Love us. The kids and I don’t want to be avoided or handled with kid gloves. We want acceptance, patience, and love.

Please Don’t

Don’t tell me how to feel. Ask me how I’m feeling and I’ll tell you. Allow me to feel that way. I can’t avoid those feelings, and that’s okay. I may feel she was far too young to die and had too much to live for. Feelings like sorrow and anger are unavoidable during the grieving process.

Don’t tell me to be strong. Let me cry. It is difficult not to have someone in the world who loves me as much as she did. I feel as if half of me is gone, and it hurts. But I have to experience the pain before it can go away. Right now I don’t want to be strong.

Don’t expect me to “get over it.” I never will. I’ll adjust and accept and understand and heal, but I will always love her, and she will always be my wife. I will never forget someone who loved me so unconditionally. In fact, I never should, any more than I should forget our Heavenly Father. A true love story has no ending.

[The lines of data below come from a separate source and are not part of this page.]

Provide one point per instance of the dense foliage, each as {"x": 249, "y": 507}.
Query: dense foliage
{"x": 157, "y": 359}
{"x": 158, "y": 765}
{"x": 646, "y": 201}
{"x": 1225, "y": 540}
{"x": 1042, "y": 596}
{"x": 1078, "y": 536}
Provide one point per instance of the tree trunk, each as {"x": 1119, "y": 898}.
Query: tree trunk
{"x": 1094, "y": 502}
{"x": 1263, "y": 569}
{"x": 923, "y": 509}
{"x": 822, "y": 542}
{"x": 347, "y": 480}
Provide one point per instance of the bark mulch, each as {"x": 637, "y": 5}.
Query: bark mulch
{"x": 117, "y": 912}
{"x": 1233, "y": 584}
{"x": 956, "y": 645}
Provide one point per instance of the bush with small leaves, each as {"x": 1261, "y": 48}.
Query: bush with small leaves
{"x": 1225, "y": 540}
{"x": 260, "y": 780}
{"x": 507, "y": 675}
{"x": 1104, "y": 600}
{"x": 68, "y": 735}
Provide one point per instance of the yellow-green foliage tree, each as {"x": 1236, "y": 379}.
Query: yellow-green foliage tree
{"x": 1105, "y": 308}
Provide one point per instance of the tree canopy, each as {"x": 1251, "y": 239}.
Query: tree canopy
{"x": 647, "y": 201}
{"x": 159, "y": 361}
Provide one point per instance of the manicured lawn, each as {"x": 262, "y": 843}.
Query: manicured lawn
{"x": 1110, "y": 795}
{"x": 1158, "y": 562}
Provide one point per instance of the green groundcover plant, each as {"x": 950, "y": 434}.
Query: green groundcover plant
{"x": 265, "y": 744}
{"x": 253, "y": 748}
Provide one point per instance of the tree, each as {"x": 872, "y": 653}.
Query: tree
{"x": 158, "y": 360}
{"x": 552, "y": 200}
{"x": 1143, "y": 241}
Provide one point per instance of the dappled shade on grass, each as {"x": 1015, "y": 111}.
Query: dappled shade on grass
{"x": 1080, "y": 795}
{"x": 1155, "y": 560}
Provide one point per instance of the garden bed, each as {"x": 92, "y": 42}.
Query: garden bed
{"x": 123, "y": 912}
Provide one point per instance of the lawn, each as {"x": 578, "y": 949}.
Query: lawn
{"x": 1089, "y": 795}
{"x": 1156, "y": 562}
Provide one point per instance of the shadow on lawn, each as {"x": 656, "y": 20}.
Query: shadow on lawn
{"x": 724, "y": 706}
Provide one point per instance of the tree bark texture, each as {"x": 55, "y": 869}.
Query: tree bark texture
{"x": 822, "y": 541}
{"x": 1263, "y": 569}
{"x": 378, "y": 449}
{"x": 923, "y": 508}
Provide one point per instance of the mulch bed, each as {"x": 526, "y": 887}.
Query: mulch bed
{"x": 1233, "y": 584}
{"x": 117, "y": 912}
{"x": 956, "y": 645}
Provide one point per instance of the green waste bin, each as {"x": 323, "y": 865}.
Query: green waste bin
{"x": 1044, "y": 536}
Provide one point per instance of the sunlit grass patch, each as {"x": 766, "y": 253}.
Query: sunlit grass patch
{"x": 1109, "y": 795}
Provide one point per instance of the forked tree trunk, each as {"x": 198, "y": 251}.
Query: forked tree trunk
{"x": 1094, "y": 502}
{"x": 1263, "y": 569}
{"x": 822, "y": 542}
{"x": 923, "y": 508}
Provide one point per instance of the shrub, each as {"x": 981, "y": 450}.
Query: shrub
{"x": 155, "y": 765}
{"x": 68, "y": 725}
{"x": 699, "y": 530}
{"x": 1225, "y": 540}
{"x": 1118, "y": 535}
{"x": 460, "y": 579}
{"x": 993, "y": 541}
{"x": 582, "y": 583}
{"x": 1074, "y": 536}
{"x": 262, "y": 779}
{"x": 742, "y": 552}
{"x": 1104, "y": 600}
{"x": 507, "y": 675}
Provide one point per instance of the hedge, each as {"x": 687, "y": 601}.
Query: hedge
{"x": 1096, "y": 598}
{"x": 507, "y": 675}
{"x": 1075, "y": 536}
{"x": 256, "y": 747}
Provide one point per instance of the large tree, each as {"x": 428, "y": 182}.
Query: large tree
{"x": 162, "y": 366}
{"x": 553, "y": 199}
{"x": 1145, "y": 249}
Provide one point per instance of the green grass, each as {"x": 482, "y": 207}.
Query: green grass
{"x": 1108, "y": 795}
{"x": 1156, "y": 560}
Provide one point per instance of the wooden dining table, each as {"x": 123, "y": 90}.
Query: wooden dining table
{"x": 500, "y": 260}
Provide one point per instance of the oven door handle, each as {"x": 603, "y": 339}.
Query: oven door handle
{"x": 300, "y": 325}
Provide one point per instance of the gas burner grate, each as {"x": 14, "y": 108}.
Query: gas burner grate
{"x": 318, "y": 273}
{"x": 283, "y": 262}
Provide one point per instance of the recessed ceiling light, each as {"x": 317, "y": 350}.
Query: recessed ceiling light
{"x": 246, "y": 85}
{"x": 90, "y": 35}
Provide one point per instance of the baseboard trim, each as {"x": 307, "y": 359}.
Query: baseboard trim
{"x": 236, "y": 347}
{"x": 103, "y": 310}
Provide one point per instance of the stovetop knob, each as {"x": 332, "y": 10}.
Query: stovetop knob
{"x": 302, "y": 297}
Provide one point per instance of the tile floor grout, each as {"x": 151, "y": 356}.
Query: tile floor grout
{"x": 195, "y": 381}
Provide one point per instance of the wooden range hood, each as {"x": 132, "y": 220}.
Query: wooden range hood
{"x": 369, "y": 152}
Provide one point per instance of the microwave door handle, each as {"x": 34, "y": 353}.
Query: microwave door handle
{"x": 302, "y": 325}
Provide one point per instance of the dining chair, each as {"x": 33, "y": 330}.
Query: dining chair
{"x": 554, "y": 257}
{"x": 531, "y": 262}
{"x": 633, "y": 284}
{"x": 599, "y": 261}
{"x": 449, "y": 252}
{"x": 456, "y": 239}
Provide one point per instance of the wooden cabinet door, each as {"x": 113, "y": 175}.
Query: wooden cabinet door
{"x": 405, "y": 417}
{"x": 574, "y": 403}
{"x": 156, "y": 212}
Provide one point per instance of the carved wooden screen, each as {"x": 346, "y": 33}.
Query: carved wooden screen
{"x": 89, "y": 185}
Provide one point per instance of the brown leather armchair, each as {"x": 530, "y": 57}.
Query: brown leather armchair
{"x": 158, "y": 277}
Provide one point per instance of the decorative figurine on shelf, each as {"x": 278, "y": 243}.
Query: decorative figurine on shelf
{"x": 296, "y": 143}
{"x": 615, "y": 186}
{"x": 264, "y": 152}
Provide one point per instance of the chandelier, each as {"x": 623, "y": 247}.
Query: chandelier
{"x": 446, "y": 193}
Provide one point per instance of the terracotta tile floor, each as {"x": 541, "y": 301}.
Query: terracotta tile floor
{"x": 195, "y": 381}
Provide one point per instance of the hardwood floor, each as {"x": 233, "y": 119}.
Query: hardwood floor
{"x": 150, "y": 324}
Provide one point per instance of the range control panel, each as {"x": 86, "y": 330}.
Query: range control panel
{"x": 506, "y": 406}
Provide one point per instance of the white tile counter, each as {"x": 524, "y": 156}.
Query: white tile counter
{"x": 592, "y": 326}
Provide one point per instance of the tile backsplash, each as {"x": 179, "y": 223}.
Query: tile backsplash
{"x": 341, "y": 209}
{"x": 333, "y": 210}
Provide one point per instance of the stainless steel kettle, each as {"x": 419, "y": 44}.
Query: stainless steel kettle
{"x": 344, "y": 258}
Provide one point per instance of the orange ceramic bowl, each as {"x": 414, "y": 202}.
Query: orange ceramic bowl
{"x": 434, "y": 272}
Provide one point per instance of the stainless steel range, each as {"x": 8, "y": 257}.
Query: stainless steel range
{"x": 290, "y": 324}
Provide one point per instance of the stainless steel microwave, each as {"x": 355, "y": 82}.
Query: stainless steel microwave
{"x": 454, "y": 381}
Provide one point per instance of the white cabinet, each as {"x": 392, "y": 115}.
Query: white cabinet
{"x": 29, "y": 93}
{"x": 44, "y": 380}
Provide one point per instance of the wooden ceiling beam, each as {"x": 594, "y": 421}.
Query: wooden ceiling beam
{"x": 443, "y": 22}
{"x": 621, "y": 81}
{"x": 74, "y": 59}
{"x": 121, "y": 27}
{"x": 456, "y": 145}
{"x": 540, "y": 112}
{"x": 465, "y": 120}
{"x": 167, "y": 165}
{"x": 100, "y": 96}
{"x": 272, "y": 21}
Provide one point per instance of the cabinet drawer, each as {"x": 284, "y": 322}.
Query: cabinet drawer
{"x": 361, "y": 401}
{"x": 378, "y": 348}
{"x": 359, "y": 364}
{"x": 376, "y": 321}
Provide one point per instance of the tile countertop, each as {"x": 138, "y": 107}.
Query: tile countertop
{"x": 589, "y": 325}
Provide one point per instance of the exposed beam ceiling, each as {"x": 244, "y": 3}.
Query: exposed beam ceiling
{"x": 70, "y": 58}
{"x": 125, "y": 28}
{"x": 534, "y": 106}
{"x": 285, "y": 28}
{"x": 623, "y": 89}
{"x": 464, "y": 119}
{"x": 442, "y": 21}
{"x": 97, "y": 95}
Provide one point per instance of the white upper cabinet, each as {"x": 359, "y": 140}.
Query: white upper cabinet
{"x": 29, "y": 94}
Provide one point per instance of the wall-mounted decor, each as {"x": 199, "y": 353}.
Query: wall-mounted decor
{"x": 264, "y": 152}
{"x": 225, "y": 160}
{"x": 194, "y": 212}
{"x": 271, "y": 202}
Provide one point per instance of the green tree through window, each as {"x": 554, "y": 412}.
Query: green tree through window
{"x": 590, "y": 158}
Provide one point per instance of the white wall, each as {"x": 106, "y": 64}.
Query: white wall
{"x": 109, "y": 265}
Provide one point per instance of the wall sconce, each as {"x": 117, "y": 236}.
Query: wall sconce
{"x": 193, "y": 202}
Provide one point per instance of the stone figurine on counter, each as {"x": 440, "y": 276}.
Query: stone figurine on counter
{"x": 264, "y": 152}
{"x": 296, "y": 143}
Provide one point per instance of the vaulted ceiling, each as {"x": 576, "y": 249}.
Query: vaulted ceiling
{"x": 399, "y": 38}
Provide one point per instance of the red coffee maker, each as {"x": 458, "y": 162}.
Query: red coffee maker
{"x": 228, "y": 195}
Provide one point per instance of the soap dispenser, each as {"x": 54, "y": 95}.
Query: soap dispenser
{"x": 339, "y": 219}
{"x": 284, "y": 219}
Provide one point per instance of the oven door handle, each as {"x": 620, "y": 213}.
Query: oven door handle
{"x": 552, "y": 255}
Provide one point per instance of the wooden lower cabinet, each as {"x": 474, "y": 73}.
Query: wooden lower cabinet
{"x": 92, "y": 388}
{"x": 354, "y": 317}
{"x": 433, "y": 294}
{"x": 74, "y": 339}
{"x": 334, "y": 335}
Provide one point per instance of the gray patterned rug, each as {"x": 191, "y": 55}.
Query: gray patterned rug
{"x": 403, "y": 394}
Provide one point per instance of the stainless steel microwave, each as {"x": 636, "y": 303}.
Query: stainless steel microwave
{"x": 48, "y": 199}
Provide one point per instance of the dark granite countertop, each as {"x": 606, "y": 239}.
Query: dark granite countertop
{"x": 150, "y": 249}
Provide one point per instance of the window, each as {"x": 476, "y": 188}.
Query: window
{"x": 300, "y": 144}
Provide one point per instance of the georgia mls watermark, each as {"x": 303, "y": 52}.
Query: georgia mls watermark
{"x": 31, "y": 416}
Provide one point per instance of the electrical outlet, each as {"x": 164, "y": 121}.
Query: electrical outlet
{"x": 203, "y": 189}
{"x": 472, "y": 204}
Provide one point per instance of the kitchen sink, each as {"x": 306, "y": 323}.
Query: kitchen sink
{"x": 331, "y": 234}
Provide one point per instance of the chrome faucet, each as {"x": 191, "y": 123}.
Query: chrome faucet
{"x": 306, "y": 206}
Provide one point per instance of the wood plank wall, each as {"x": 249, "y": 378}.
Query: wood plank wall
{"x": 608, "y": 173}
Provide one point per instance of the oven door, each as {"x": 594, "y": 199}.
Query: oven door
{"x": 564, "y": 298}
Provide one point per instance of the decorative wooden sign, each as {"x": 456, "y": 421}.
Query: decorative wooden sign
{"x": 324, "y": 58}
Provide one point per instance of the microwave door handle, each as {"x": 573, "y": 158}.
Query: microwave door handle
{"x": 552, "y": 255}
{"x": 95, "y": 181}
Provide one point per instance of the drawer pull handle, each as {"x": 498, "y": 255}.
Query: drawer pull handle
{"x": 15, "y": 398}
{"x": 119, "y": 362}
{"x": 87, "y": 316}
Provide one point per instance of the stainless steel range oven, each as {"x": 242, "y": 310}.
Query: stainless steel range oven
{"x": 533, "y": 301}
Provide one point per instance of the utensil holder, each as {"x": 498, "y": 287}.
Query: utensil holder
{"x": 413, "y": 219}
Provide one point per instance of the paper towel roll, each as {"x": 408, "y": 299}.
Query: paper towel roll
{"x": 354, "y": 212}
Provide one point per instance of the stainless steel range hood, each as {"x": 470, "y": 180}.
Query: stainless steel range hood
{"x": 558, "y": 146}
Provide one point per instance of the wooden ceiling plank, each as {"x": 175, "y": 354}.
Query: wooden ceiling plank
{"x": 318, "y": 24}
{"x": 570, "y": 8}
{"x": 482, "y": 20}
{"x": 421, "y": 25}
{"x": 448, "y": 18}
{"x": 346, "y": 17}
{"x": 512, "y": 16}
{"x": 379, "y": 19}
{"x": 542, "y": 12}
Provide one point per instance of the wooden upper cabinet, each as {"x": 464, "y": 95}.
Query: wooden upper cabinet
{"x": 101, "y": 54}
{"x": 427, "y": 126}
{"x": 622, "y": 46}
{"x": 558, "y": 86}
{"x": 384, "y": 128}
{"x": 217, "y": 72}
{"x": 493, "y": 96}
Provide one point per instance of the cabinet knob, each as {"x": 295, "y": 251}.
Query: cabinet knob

Don’t tell me you understand. You probably don’t. You can’t unless you’ve had the same or a very similar experience. Just accept the way I feel and allow me to feel that way without judgment.

Don’t give me a time limit on when I should be “better.”

Don’t tell me to get married. Tell me it’s okay to date. Perhaps I’ll marry again. But it will be in my own time.

Don’t make me do anything. Don’t tell me, “You have to go to the ward party.” Suggest it and encourage it if you feel so inclined, but don’t fault me if I don’t want to go at that particular time. It may be more difficult than you can imagine.

  • Kevin Fitzwater is a member of the high council in the Colorado Springs Colorado East Stake.